JuraForum.de > Lexikon > A > Alkoholverbot für Fahranfänger
Beim erstmaligen Erwerb einer Fahrerlaubnis wird diese gemäß § 2a StVG für eine Dauer von zwei Jahren nur als Fahrerlaubnis auf Probe erteilt. Dies gilt nicht für Fahrerlaubnisse der Klassen L, M und T (hier wird sofort eine unbeschränkte Fahrerlaubnis erteilt). Erwirbt der Fahrerlaubnisinhaber zu einem späteren Zeitpunkt die Fahrerlaubnis einer anderen Klasse, so wird diese ohne die Auflage einer Probezeit erteilt.
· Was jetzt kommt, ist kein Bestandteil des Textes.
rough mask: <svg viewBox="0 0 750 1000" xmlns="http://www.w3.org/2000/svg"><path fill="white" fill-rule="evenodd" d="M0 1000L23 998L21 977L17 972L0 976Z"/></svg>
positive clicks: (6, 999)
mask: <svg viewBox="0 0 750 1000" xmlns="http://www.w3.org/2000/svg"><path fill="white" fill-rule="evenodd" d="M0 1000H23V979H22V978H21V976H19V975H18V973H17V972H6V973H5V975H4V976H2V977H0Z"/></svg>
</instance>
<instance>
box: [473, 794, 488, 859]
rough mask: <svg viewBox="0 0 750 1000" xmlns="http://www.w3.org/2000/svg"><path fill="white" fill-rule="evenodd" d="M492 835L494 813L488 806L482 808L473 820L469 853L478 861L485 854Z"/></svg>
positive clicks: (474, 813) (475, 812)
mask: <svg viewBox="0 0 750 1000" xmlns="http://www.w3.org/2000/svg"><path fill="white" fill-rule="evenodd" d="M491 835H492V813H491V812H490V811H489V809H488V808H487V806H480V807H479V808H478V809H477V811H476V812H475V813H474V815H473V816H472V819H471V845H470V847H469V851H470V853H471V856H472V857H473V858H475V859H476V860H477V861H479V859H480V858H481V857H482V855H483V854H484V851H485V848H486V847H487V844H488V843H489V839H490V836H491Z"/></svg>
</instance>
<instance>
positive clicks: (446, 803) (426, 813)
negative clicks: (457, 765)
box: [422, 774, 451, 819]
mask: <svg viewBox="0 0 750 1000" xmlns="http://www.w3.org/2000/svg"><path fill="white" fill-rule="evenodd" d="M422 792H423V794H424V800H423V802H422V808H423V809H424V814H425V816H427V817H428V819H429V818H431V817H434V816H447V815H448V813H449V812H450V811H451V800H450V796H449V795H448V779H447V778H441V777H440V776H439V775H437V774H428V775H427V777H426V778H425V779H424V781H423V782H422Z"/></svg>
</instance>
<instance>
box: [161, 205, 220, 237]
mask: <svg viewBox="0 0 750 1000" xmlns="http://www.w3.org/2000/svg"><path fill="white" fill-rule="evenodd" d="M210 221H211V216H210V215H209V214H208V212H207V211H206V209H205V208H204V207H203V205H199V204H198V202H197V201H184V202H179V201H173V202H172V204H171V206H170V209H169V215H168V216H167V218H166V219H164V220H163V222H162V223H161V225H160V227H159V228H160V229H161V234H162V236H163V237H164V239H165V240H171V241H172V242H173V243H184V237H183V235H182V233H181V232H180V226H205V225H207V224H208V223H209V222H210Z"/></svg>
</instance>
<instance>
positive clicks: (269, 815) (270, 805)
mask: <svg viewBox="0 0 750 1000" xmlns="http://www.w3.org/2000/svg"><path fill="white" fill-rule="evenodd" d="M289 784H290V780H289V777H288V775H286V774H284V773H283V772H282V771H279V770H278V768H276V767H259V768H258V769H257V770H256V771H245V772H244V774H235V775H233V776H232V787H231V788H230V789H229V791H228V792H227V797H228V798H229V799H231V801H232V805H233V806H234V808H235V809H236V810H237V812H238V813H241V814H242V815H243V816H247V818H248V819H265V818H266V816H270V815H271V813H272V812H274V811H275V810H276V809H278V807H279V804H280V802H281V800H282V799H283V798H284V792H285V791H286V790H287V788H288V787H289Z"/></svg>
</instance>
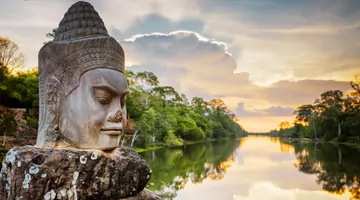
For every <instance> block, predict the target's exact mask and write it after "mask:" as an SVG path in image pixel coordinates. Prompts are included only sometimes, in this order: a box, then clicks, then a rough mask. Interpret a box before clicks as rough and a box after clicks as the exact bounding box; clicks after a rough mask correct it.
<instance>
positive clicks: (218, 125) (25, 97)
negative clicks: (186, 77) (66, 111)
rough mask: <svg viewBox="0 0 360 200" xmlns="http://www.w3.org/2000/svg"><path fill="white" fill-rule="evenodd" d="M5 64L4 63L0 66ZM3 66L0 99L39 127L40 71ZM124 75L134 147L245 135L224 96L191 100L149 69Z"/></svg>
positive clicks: (127, 72) (148, 145) (218, 138)
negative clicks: (7, 71)
mask: <svg viewBox="0 0 360 200" xmlns="http://www.w3.org/2000/svg"><path fill="white" fill-rule="evenodd" d="M5 68H6V67H5V66H3V67H1V68H0V69H5ZM2 71H4V70H2ZM2 71H1V70H0V77H1V79H0V95H1V97H2V98H1V99H0V105H4V106H7V107H14V108H27V112H26V115H25V120H26V124H27V126H29V127H32V128H37V126H38V107H39V100H38V99H39V94H38V93H39V88H38V71H37V70H30V71H25V72H18V73H17V74H8V75H5V73H2ZM5 71H6V70H5ZM125 75H126V77H127V79H128V84H129V88H130V91H131V92H130V94H129V95H128V97H127V102H126V107H127V115H128V116H127V117H128V118H130V119H132V120H133V122H134V126H133V127H132V128H133V129H134V130H133V132H136V135H135V136H134V139H135V142H134V145H135V146H136V147H147V146H155V145H166V146H179V145H183V144H184V142H185V141H201V140H205V139H206V140H211V139H220V138H227V137H242V136H245V135H246V131H245V130H244V129H243V128H242V127H241V126H240V125H239V124H238V123H237V121H236V118H235V115H234V114H233V113H232V112H231V111H229V110H228V109H227V107H226V105H225V104H224V102H223V101H222V100H220V99H213V100H211V101H209V102H207V101H205V100H204V99H202V98H199V97H195V98H193V99H192V100H191V103H189V102H188V100H187V98H186V96H185V95H184V94H179V93H177V92H176V91H175V89H174V88H173V87H171V86H159V81H158V78H157V77H156V75H155V74H153V73H151V72H139V73H135V72H131V71H126V73H125Z"/></svg>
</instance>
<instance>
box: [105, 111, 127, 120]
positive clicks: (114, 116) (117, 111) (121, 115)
mask: <svg viewBox="0 0 360 200" xmlns="http://www.w3.org/2000/svg"><path fill="white" fill-rule="evenodd" d="M122 120H123V115H122V112H121V110H118V111H116V112H115V113H114V114H111V115H110V116H109V117H108V119H107V121H108V122H113V123H120V122H121V121H122Z"/></svg>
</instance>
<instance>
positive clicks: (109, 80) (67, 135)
mask: <svg viewBox="0 0 360 200" xmlns="http://www.w3.org/2000/svg"><path fill="white" fill-rule="evenodd" d="M128 92H129V90H128V85H127V81H126V77H125V76H124V74H122V73H121V72H118V71H115V70H111V69H106V68H97V69H93V70H90V71H87V72H85V73H84V74H83V75H82V76H81V78H80V81H79V86H78V87H77V88H76V89H75V90H74V91H72V92H71V93H70V94H69V95H68V96H67V97H66V98H65V100H64V101H63V102H62V105H61V116H60V133H61V136H62V138H63V139H64V140H65V141H66V142H68V143H69V144H70V145H72V146H74V147H76V148H81V149H100V150H111V149H114V148H117V147H118V144H119V140H120V138H121V135H122V133H123V129H124V128H125V125H126V106H125V102H126V95H127V93H128Z"/></svg>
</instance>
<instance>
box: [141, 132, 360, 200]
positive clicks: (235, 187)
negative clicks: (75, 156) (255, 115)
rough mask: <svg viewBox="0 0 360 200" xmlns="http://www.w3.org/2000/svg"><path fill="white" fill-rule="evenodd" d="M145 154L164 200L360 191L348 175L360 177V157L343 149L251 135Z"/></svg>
mask: <svg viewBox="0 0 360 200" xmlns="http://www.w3.org/2000/svg"><path fill="white" fill-rule="evenodd" d="M330 147H331V148H330ZM315 148H316V150H315ZM328 148H330V149H328ZM338 149H340V150H338ZM350 149H351V148H350ZM315 151H316V152H317V153H316V154H315V153H314V152H315ZM339 151H341V153H340V154H339ZM350 151H351V150H350ZM354 153H355V154H354ZM335 154H336V156H335ZM142 155H143V157H144V158H145V159H146V160H147V161H148V162H149V164H150V166H151V167H152V169H153V177H152V178H151V180H150V181H151V183H150V184H149V186H148V188H149V189H151V190H153V191H155V192H156V193H157V194H159V195H160V196H161V197H162V198H163V199H176V200H185V199H186V200H188V199H209V200H211V199H214V200H215V199H224V200H225V199H229V200H255V199H267V200H282V199H284V200H285V199H286V200H289V199H290V200H298V199H320V200H321V199H324V200H325V199H326V200H335V199H342V200H344V199H346V200H349V199H354V197H355V198H356V195H357V194H356V192H354V191H355V190H357V191H359V190H358V186H357V185H358V184H357V182H356V181H357V179H356V181H354V179H353V178H352V179H351V181H350V180H347V179H344V176H345V177H349V176H351V177H357V176H354V175H356V173H357V172H360V170H359V169H358V166H360V165H359V164H360V163H357V162H358V159H357V157H359V155H360V153H358V152H357V149H352V151H351V152H349V148H348V147H343V146H341V147H339V148H337V147H336V146H329V147H327V146H324V145H321V146H320V145H319V144H317V145H316V146H314V143H300V142H298V143H289V142H282V141H280V140H279V139H276V138H269V137H248V138H246V139H242V140H240V141H220V142H216V143H206V144H196V145H192V146H188V147H186V148H184V149H161V150H157V151H153V152H146V153H143V154H142ZM339 155H341V159H340V160H341V162H340V163H341V164H340V165H343V167H342V168H341V167H340V166H337V165H339ZM350 157H352V158H350ZM326 159H328V161H327V160H326ZM345 169H346V170H347V171H344V170H345ZM350 169H351V170H353V172H352V173H353V174H351V172H350V171H349V170H350ZM326 170H328V171H326ZM325 172H326V173H325ZM340 172H341V173H342V174H341V173H340ZM344 180H347V181H345V182H344ZM344 184H348V185H347V186H345V185H344ZM350 185H351V190H350V192H349V191H348V190H346V187H350ZM341 188H343V189H341ZM324 190H325V191H324ZM327 191H329V192H333V193H329V192H327ZM340 194H341V195H340Z"/></svg>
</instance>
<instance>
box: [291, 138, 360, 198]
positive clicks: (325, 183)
mask: <svg viewBox="0 0 360 200" xmlns="http://www.w3.org/2000/svg"><path fill="white" fill-rule="evenodd" d="M293 145H294V147H295V152H296V158H297V163H296V165H295V166H296V167H297V168H298V169H299V170H300V171H302V172H304V173H307V174H315V175H316V182H317V183H318V184H319V185H321V186H322V188H323V189H324V190H325V191H328V192H329V193H333V194H344V193H345V192H346V191H347V190H348V191H349V192H350V194H351V196H352V197H351V198H350V199H360V184H359V180H358V178H359V176H360V157H359V156H360V152H359V148H355V147H349V146H344V145H334V144H323V143H300V142H295V143H293Z"/></svg>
Unfälle unter Alkoholeinfluss des Fahrers sind gerade bei Fahranfängern sehr häufig anzutreffen. Nicht zuletzt die fehlende Fahrerfahrung dieser Personengruppe sowie die mangelnde Einschätzung der Wirkung von Alkohol führen zu einer hohen Unfallquote, die in der Vergangenheit allein durch die Sanktionen der Fahrerlaubnis auf Probe nicht wesentlich gesenkt werden konnte.
Die Unfallquote von alkoholbedingten Verkehrsunfällen bei Fahranfängern soll durch die Einführung eines Alkoholverbots erheblich gesenkt werden. Rechtsgrundlage ist § 24c StVG.
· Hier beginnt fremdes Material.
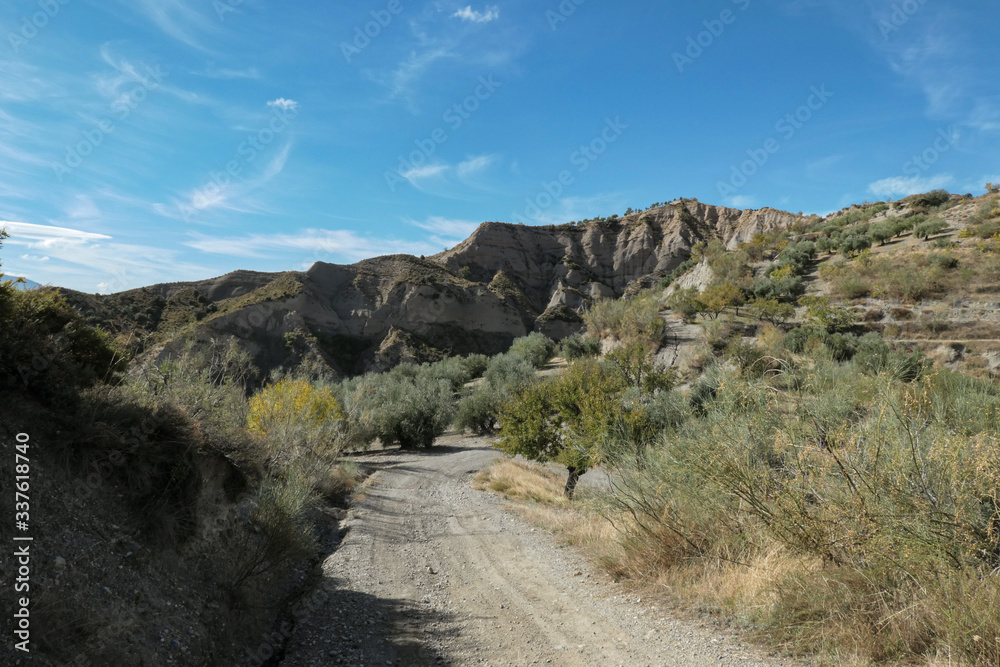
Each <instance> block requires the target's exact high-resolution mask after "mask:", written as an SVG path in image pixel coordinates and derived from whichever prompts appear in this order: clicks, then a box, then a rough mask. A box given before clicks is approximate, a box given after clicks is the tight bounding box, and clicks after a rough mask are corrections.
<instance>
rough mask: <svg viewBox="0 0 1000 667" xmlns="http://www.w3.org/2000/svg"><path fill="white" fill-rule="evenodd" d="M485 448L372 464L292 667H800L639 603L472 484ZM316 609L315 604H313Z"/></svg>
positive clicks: (348, 522) (559, 545) (380, 462)
mask: <svg viewBox="0 0 1000 667" xmlns="http://www.w3.org/2000/svg"><path fill="white" fill-rule="evenodd" d="M497 456H498V453H497V452H496V451H495V450H493V449H492V448H491V447H490V446H489V444H488V443H487V442H486V441H485V440H483V439H481V438H459V437H450V438H445V439H443V440H442V441H441V442H440V443H439V446H437V447H435V448H434V449H432V450H430V451H427V452H400V453H391V454H380V455H373V456H370V457H365V460H366V462H367V463H370V464H372V465H374V466H375V467H377V468H379V470H378V472H376V473H375V475H374V478H373V479H371V480H369V483H368V485H367V490H366V493H365V494H364V495H363V497H362V498H361V499H359V501H358V502H356V503H355V506H354V507H353V508H352V509H351V511H350V512H349V514H348V517H347V519H346V520H345V522H344V528H345V529H346V534H345V535H344V538H343V541H342V543H341V545H340V547H339V548H338V549H337V550H336V551H335V552H334V553H333V554H331V555H330V556H329V557H328V558H327V559H326V560H325V561H324V563H323V566H322V568H323V581H322V583H321V584H320V589H321V590H322V591H323V594H322V595H320V596H315V597H314V599H316V600H319V601H318V602H317V603H315V604H311V605H304V607H305V609H304V610H303V611H301V612H300V616H299V617H298V618H297V619H296V624H295V629H294V632H293V634H292V637H291V639H290V640H289V642H288V644H287V646H286V648H285V653H284V656H283V659H282V660H281V661H280V665H282V667H299V666H301V667H306V666H320V665H323V666H327V665H397V666H401V667H411V666H414V667H416V666H420V665H456V666H464V665H491V666H494V667H499V666H501V665H517V666H522V665H535V664H539V665H559V666H567V667H569V666H573V667H576V666H583V665H586V666H591V665H594V666H598V665H599V666H601V667H605V666H614V665H621V666H624V667H640V666H647V665H648V666H654V665H655V666H663V665H670V666H678V667H684V666H688V665H691V666H693V665H761V666H765V665H766V666H772V665H773V666H778V665H790V664H792V663H790V662H785V661H782V660H779V659H776V658H769V657H766V656H765V655H764V654H763V653H761V652H759V651H757V650H755V649H753V648H750V647H747V646H745V645H743V644H741V643H739V640H738V638H735V637H734V636H732V635H731V634H727V633H725V632H724V631H720V630H719V629H718V628H715V627H711V626H706V625H702V624H699V623H697V622H695V621H690V620H682V619H679V618H677V617H676V616H674V615H672V614H671V612H668V611H663V610H658V609H657V608H656V607H655V606H650V605H649V604H647V603H643V602H640V601H638V600H637V599H636V598H635V596H634V595H633V596H631V597H629V596H628V595H627V593H626V592H625V591H624V590H623V589H622V587H621V586H619V585H615V584H614V583H612V582H611V581H610V580H609V579H608V577H606V576H605V575H603V574H601V573H600V572H599V571H597V570H595V569H594V568H592V567H591V566H590V565H588V563H587V562H586V561H585V559H584V558H583V557H582V556H581V555H579V554H577V553H575V552H574V551H573V550H571V549H569V548H565V547H562V546H560V545H559V544H558V543H557V542H556V541H555V540H554V539H553V537H552V536H551V535H549V534H548V533H546V532H545V531H542V530H539V529H536V528H533V527H532V526H531V525H530V524H528V523H526V522H525V521H523V520H521V519H520V518H518V517H517V516H515V515H514V514H512V513H511V512H509V511H508V510H506V509H504V507H503V502H502V501H501V500H500V499H498V498H496V497H495V496H493V495H491V494H488V493H483V492H480V491H476V490H474V489H473V488H472V487H471V485H470V483H469V482H470V480H471V478H472V476H473V475H474V474H475V473H476V472H477V471H479V470H480V469H481V468H482V467H484V466H485V465H487V464H489V463H490V462H491V461H493V460H494V459H495V458H496V457H497ZM300 606H303V605H300Z"/></svg>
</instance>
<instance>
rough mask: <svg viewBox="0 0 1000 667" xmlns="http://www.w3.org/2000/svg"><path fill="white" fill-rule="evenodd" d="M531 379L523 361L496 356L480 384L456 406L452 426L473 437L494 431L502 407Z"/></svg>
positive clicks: (461, 399) (516, 356)
mask: <svg viewBox="0 0 1000 667" xmlns="http://www.w3.org/2000/svg"><path fill="white" fill-rule="evenodd" d="M534 379H535V369H534V367H533V366H532V365H531V364H530V363H528V361H527V360H525V359H524V358H523V357H520V356H517V355H515V354H511V353H506V354H500V355H497V356H496V357H494V358H493V359H492V360H490V363H489V366H488V367H487V369H486V373H485V375H484V376H483V381H482V382H481V383H480V384H479V385H477V386H476V387H474V388H473V389H472V391H471V392H470V393H469V394H468V395H466V396H464V397H462V399H461V400H460V401H459V402H458V412H457V415H456V418H455V426H456V427H457V428H459V429H462V430H467V431H472V432H473V433H476V434H477V435H490V434H493V433H495V432H496V430H497V420H498V419H499V415H500V411H501V410H502V409H503V407H504V405H505V404H506V403H507V402H508V401H509V400H510V399H511V397H512V396H514V395H515V394H516V393H517V392H519V391H521V390H522V389H523V388H524V387H526V386H528V385H529V384H531V383H532V382H533V381H534Z"/></svg>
Danach handelt ordnungswidrig, wer mit einer Fahrerlaubnis auf Probe bzw. vor Vollendung des 21. Lebensjahres als Führer eines Kraftfahrzeugs im Straßenverkehr alkoholische Getränke zu sich nimmt oder die Fahrt antritt, obwohl er unter der Wirkung eines solchen Getränks steht.
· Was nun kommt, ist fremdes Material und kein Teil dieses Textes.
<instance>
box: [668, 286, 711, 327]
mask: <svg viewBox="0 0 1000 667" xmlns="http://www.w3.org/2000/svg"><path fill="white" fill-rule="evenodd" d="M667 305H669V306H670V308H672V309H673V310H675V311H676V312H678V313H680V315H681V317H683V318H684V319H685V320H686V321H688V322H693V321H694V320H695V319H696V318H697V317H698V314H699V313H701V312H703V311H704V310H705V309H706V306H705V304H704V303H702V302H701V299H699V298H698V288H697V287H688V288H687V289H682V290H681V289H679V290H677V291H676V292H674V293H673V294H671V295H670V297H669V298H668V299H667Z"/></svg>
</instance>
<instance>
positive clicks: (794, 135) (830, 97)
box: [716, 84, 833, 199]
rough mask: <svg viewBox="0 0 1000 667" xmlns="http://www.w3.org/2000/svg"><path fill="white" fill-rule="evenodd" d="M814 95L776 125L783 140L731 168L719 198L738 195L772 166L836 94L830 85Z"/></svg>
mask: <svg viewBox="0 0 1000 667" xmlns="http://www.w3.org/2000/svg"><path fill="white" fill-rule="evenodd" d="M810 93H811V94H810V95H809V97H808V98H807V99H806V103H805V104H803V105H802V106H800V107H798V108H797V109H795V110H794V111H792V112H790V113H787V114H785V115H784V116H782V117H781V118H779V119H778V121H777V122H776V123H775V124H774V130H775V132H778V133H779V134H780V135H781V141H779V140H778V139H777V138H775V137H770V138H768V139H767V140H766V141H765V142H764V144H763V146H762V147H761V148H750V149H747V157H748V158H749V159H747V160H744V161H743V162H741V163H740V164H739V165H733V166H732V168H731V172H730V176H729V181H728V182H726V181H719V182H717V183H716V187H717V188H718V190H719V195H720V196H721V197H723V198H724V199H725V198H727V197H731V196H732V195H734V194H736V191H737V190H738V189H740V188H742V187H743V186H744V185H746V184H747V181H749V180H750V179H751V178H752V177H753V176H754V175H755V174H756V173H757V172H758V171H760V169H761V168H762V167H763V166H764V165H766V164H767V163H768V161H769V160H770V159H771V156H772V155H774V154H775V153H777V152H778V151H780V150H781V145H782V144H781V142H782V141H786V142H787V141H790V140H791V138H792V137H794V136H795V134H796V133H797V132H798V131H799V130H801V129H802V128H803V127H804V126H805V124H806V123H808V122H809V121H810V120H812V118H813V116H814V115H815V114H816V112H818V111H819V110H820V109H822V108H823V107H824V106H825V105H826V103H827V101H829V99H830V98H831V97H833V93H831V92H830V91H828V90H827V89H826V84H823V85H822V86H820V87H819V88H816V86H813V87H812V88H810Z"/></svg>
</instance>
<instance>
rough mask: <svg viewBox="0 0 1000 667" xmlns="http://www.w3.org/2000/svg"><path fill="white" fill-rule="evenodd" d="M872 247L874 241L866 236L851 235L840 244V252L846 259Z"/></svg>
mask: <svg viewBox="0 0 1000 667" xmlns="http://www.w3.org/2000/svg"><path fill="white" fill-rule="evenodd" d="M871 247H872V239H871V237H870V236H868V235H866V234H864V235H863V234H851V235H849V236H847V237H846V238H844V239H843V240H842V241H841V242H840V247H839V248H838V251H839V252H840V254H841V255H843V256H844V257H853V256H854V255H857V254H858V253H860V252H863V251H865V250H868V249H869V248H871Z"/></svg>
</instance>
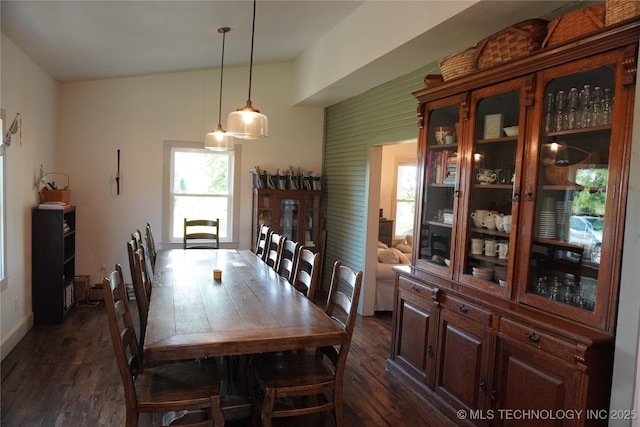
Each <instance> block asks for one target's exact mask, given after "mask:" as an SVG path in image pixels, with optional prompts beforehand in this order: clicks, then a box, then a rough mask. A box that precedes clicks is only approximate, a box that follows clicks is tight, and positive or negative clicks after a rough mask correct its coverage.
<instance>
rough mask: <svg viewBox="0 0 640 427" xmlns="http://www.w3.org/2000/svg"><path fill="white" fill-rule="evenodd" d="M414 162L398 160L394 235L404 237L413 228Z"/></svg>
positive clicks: (396, 174) (414, 172)
mask: <svg viewBox="0 0 640 427" xmlns="http://www.w3.org/2000/svg"><path fill="white" fill-rule="evenodd" d="M416 172H417V169H416V164H415V161H413V162H412V163H404V162H399V163H398V164H397V173H396V179H397V181H396V206H395V208H396V215H395V217H396V222H395V233H394V234H395V236H396V237H400V236H402V237H404V236H405V235H406V234H411V233H412V230H413V217H414V212H415V206H416Z"/></svg>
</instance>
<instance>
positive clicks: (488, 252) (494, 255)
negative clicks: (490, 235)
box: [484, 239, 498, 256]
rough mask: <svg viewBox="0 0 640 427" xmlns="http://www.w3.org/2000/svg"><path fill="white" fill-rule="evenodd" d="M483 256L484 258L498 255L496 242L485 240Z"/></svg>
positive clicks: (497, 247) (497, 249)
Eine Person steht "unter der Wirkung eines alkoholischen Getränks", wenn der aufgenommene Alkohol zu einer Veränderung physischer oder psychischer Funktionen führen kann und in einer nicht nur völlig unerheblichen Konzentration im Körper vorhanden ist. Bei der Entnahme einer Atem- oder Blutprobe ist nach dem derzeitigen Erkenntnisstand erst ab einem Wert von 0,2 Promille von einer derartigen Wirkung auszugehen.
Von dem Verbot nicht erfasst werden alkoholhaltige Medikamente oder Lebensmittel (Weinbrandbohnen).
Der Tatbestand ist auch bei einer fahrlässigen Begehung erfüllt. Die Tat wird gemäß Nr. 243 Anlage 1 BatV mit einer Geldbuße von 125,00 EUR geahndet.